Thursday, May 5, 2011 12:00 pm - 1:00 pm EDT (GMT -04:00)

Jonas Bylander, Massachusetts Institute for Technology (MIT)

Abstract

Superconducting quantum circuits are “artificial atoms,” where a macroscopic circuit variable – in our case the electric current around a loop of wire – exhibits uniquely quantum phenomena such as superposition states. Superconducting quantum computation is presently limited by these qubits’ short coherence times due to noise.

We report measurements on a qubit with long relaxation time: T1 = 12 ms, over 10,000 times longer than a single control pulse, allowing substantial time to perform quantum logic gates or quantum error correction protocols. In contrast to energy relaxation, which is generally an irreversible process, dephasing is in principle reversible and can be refocused dynamically through the application of coherent control-pulse methods. We demonstrate that, by applying a sequence of up to 200 carefully adjusted microwave pulses (the CPMG protocol), we can “dynamically decouple” the qubit from the noise sources that lead to dephasing.

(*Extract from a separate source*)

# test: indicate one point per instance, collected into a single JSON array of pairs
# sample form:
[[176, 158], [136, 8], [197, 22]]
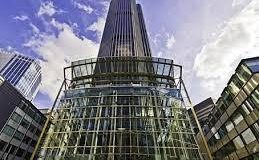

This way we extend the coherence time T2 more than a factor 50 over its baseline value, the inhomogeneous T2*, and demonstrate coherence times limited by relaxation, with a dephasing lifetime Tj even exceeding 0.1 ms. We leverage the narrowband filtering property of the dynamical-decoupling technique to measure the noise that leads to dephasing, and find a 1/f-type flux-noise power spectral density (PSD) over the broad frequency range 0.2 – 20 MHz, a regime not accessed previously. We use relaxation spectroscopy to probe the PSD at higher frequencies, 5.4 – 21 GHz, and furthermore measure the very-low frequency spectrum, 0.1 mHz – 1 kHz, by monitoring the fluctuations of the transition frequency. In conjunction with the CPMG measurements, this enables us to reconstruct a substantial portion of the noise PSD for this long-lived device.